Generally, the average car battery life is between three and five years. Many variables, however, can make the difference between replacing your car battery at three years, and replacing it at five. With proper attention and usage, it is possible to get full value out of your battery, whether it is a replacement purchase or it came with your car.
The average car battery is built on the same technological platform as car batteries of 100 years ago. Car batteries are typically lead acid batteries. Electrical power is stored in a liquid chemical form and released on demand. You can use your car battery continuously, without recharging it, for two hours before it drains completely. The alternator acts as an electrical generator to recharge the battery, but only while your car is running.

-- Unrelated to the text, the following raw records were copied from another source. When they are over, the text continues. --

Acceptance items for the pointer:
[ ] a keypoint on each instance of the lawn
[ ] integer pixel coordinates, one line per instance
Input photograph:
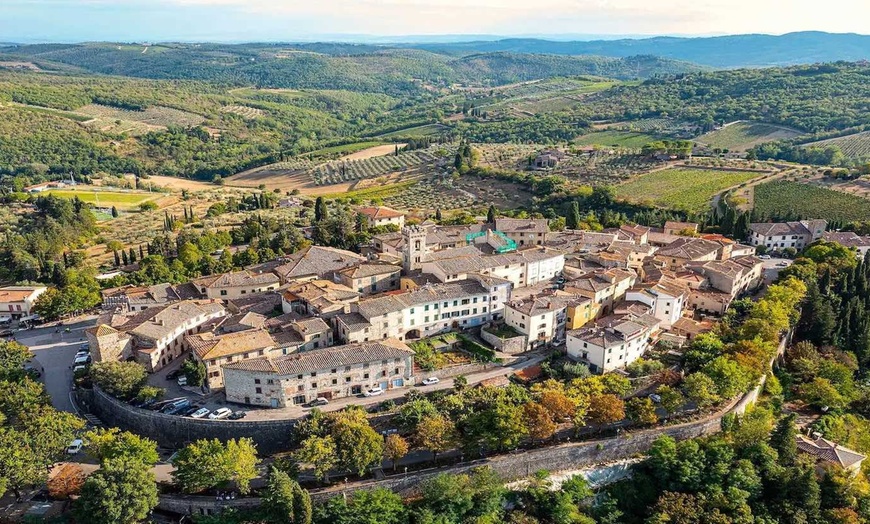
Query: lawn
(629, 139)
(782, 199)
(686, 189)
(745, 135)
(121, 200)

If you keep your battery maintained properly and recharge it regularly, it should give you close to five years of service. When you store your vehicle for long periods of time, disconnect the battery at the terminal connections. This will stop parasitic drain from applications, like clocks or stereo displays that run while the ignition is off. Also, the battery will drain if left in very hot weather without starting the ignition at least once every 48 hours. Also, if your battery has fluid reservoirs, you must keep these filled. In extreme heat, this fluid can evaporate and will damage the internal components of the battery.
If your battery is drained to a zero charge, you can recharge it by connecting your battery to the terminals of a battery in a running vehicle; or by using a trickle charger, and slow-charging it overnight. While draining the battery to a zero charge will not "kill" it, it will reduce the potential battery life every time it is drained.
To make sure your battery lasts as long as possible, get into the habit of servicing it once every six months, or have a service person inspect it when you get your oil changed. Maintenance is the key to long battery life and getting the most value possible from your battery.
Car batteries contain dangerous chemicals that can damage clothing and burn skin and eyes. When working around auto batteries, remember to ensure your safety first. Work in well-ventilated areas, always wear eye shields or safety goggles, and be aware of what needs to be done in the case of a spill or accident.